Bandar Lampung – Raut haru tampak dari wajah-wajah para pengemudi ojek online yang berkumpul di Sekolah Polisi Negara (SPN) Polda Lampung, Selasa pagi itu.
Di bawah terik matahari pagi yang menyengat, mereka tetap berdiri tegak—tak hanya sebagai pencari nafkah. Tetapi sebagai bagian dari masyarakat yang hari ini mendapat perhatian tulus dari institusi Polri.
Dalam rangka memperingati Hari Bhayangkara ke-79, Polda Lampung melalui tangan dingin Kapolda Lampung Irjen Pol Helmy Santika, menyerahkan 300 paket bantuan sosial kepada para pengemudi ojek online.
Kegiatan yang juga dihadiri Ketua Bhayangkari Daerah Lampung Ny. Lurie Helmy Santika dan Ketua Seksi Bhakti Sosial dan Bhakti Kesehatan Hari Bhayangkara ke-79 Kombes Pol Drs. Supriadi, M.M., ini menjadi bukti nyata bahwa Polri hadir tak hanya dalam tugas pengamanan. Tetapi juga dalam denyut kehidupan masyarakat kecil.

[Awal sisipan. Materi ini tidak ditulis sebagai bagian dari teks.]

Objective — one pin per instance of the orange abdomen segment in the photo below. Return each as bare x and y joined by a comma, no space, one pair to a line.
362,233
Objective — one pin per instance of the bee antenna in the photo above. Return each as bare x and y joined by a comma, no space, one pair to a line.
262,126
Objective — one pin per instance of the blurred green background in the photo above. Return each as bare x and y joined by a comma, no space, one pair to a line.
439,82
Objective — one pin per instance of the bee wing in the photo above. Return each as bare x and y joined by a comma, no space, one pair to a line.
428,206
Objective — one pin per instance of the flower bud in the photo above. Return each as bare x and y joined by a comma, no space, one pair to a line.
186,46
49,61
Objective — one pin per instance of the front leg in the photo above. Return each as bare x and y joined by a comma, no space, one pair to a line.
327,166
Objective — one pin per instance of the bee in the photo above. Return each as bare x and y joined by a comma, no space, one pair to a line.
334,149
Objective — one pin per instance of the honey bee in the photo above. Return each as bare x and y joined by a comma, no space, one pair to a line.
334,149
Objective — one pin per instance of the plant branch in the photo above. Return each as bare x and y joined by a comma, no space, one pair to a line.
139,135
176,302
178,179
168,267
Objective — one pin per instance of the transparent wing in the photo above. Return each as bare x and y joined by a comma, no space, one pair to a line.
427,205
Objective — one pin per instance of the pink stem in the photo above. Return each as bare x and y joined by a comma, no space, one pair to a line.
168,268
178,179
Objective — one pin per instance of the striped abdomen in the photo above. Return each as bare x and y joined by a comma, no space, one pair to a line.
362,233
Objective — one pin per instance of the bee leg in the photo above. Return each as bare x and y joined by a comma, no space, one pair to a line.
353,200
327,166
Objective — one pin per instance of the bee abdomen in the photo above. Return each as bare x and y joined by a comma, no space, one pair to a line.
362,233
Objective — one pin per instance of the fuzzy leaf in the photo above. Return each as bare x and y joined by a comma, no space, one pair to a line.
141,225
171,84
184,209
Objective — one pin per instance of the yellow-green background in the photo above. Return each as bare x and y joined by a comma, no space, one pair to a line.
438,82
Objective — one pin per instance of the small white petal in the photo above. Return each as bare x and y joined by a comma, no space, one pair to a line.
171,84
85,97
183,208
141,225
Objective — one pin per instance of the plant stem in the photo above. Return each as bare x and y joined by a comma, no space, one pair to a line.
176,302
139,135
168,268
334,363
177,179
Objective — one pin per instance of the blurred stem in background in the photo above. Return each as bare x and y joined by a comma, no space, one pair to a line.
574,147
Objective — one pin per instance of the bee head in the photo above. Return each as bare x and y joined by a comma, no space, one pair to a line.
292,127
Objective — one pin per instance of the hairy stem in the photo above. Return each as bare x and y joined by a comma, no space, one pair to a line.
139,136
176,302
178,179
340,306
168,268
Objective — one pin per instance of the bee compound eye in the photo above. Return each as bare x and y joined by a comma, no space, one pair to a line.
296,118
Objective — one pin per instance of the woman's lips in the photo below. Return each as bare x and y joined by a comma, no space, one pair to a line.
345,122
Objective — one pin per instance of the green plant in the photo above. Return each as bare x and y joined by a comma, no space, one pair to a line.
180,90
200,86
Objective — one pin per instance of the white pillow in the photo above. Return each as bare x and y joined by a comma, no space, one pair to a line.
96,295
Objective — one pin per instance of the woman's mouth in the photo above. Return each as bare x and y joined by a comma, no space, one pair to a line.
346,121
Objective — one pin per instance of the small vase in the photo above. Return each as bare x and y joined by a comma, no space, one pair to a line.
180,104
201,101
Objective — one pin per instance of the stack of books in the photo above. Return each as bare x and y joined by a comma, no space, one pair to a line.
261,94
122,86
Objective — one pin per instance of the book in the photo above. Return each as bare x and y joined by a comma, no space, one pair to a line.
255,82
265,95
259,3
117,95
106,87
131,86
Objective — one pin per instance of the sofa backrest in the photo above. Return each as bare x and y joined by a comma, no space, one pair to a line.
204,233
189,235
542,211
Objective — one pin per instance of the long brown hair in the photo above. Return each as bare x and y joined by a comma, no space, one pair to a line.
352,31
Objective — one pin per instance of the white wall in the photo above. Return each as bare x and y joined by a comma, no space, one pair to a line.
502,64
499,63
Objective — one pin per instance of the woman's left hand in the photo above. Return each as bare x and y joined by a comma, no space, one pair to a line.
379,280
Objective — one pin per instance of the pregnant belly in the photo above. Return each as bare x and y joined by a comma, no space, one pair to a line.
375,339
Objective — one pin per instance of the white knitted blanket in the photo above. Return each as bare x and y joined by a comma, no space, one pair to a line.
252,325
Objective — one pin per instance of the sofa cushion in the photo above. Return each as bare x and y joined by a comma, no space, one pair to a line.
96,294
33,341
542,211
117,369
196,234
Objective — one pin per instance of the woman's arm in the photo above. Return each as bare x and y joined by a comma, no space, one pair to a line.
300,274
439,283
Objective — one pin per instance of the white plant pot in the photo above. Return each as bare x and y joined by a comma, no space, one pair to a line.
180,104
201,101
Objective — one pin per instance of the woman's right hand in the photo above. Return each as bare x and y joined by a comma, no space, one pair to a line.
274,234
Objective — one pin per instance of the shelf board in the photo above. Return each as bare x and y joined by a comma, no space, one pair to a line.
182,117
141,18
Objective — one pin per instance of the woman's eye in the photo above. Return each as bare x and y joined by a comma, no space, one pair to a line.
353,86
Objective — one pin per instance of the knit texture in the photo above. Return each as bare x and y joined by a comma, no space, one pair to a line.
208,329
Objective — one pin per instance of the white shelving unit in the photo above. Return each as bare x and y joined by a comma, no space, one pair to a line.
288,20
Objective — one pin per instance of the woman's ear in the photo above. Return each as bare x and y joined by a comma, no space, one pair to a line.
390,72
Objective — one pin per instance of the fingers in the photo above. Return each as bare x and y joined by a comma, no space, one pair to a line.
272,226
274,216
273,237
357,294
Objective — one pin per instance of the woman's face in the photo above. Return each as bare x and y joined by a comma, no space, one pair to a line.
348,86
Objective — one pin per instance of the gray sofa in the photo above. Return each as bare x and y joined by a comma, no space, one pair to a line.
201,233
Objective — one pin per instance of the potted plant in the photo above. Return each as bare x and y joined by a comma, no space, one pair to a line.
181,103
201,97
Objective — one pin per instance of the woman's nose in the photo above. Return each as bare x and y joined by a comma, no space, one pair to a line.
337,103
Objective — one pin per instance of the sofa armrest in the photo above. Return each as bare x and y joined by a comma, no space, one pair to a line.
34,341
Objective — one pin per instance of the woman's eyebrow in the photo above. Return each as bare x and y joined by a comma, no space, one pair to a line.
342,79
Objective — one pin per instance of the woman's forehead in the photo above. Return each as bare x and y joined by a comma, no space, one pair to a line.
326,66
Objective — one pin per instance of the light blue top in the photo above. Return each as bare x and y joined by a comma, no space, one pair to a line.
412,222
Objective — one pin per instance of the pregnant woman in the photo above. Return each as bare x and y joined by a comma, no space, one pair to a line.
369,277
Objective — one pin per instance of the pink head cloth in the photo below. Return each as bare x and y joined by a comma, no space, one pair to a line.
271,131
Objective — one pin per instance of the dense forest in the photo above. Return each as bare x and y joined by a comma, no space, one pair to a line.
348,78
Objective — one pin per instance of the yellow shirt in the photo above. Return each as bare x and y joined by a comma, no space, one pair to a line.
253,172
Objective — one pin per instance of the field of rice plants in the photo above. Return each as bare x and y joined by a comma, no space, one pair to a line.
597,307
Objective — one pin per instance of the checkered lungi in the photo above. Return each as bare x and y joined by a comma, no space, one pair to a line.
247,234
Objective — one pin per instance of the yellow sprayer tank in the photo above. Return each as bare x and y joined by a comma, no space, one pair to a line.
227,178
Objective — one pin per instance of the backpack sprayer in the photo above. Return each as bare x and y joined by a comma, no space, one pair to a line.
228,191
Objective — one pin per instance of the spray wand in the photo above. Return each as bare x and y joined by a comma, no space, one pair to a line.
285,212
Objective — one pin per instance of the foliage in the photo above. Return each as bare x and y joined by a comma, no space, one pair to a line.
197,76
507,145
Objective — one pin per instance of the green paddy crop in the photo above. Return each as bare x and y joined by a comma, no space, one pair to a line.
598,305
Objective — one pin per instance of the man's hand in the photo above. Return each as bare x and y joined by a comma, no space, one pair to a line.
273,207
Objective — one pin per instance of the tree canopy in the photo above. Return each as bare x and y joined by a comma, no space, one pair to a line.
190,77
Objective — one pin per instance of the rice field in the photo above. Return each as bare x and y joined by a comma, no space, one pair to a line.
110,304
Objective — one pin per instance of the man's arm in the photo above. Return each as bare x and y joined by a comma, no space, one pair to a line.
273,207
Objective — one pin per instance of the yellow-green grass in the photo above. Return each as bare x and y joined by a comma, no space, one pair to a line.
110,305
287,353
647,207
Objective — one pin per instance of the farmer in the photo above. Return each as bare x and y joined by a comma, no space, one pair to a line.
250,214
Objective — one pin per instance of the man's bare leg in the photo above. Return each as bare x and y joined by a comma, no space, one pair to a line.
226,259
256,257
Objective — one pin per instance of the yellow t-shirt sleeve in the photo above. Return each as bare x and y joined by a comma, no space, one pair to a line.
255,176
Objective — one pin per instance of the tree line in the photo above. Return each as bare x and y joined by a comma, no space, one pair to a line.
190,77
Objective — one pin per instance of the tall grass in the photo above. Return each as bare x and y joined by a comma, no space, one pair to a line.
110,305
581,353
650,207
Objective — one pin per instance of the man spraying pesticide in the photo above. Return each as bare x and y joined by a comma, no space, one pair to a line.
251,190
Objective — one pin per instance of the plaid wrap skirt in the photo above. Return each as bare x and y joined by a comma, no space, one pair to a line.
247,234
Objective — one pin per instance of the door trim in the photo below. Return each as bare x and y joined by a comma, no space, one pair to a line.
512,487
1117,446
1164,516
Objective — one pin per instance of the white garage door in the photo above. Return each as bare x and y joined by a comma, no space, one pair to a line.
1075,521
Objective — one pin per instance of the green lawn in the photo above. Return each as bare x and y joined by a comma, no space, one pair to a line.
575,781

“Tentunya kita harapkan kegiatan ini betul-betul bisa bermanfaat bagi masyarakat yang membutuhkan, khususnya para pengemudi ojek online. Kita tahu bersama bahwa kebutuhan pokok kian hari semakin berat, dan semoga bantuan ini bisa sedikit meringankan beban mereka,” ucap Irjen Helmy dengan nada tenang namun penuh empati.
Isi Paket Sembako
Paket sembako yang Polda bagikan berisi kebutuhan pokok yang kerap terasa makin sulit masyarakat jangkau oleh kalangan menengah ke bawah.
Adapun isi paket tersebut berisi 5 kg beras, 1 liter minyak goreng, 1 kg gula pasir, 2 bungkus mie telur. 1 kotak teh celup, 1 kg tepung terigu, 1 botol sirup ABC, 1 kaleng susu kental manis
Bagi sebagian dari mereka yang menerima, ini bukan sekadar bantuan. Ini adalah bukti bahwa jerih payah mereka di jalanan tidak mendapat pandangan sebelah mata.
Seorang pengemudi ojek online, Budi (38), tak mampu menahan air mata saat menerima bingkisan tersebut.
“Sudah lama saya merasa sendirian di jalan. Tapi hari ini, saya merasa di hargai, saya merasa mendapat perhatian. Terima kasih Pak Polisi,” ujarnya lirih, sambil memeluk paket sembako yang ia terima dengan tangan bergetar.
Lebih dari sekadar kegiatan seremonial, momen ini menjadi jembatan harapan dan kedekatan antara polisi dan masyarakat. Banyak yang menganggap selama ini kadang terpisah oleh sekat persepsi dan kesibukan masing-masing.
“Polri saat ini harus menyatu dengan masyarakat. Kami ingin masyarakat merasakan kehadiran kami, bukan hanya saat ada masalah, tapi juga dalam kebahagiaan. Terlebih para pengemudi ojek online adalah pahlawan kehidupan harian. Mereka patut mendapat tempat di hati kami,” ujar Irjen Helmy dengan tegas.
Bhayangkari Daerah Lampung Sapa Driver
Suasana makin mengharukan saat Bhayangkari Daerah Lampung ikut turun langsung menyapa para driver. Ia juga menyerahkan sembako satu per satu, dengan senyum hangat dan sapaan tulus.
Tak sedikit dari mereka yang berfoto bersama sebagai bentuk kenang-kenangan atas momen langka dan penuh makna ini.
Kegiatan ini menutup dengan doa bersama, sebagai ungkapan syukur dan harapan agar ke depan, sinergi antara Polri dan masyarakat semakin erat dan bermakna.
Di balik helm dan jaket lusuh, ada peluh perjuangan yang hari ini mendapat pelukan kehangatan dari negara.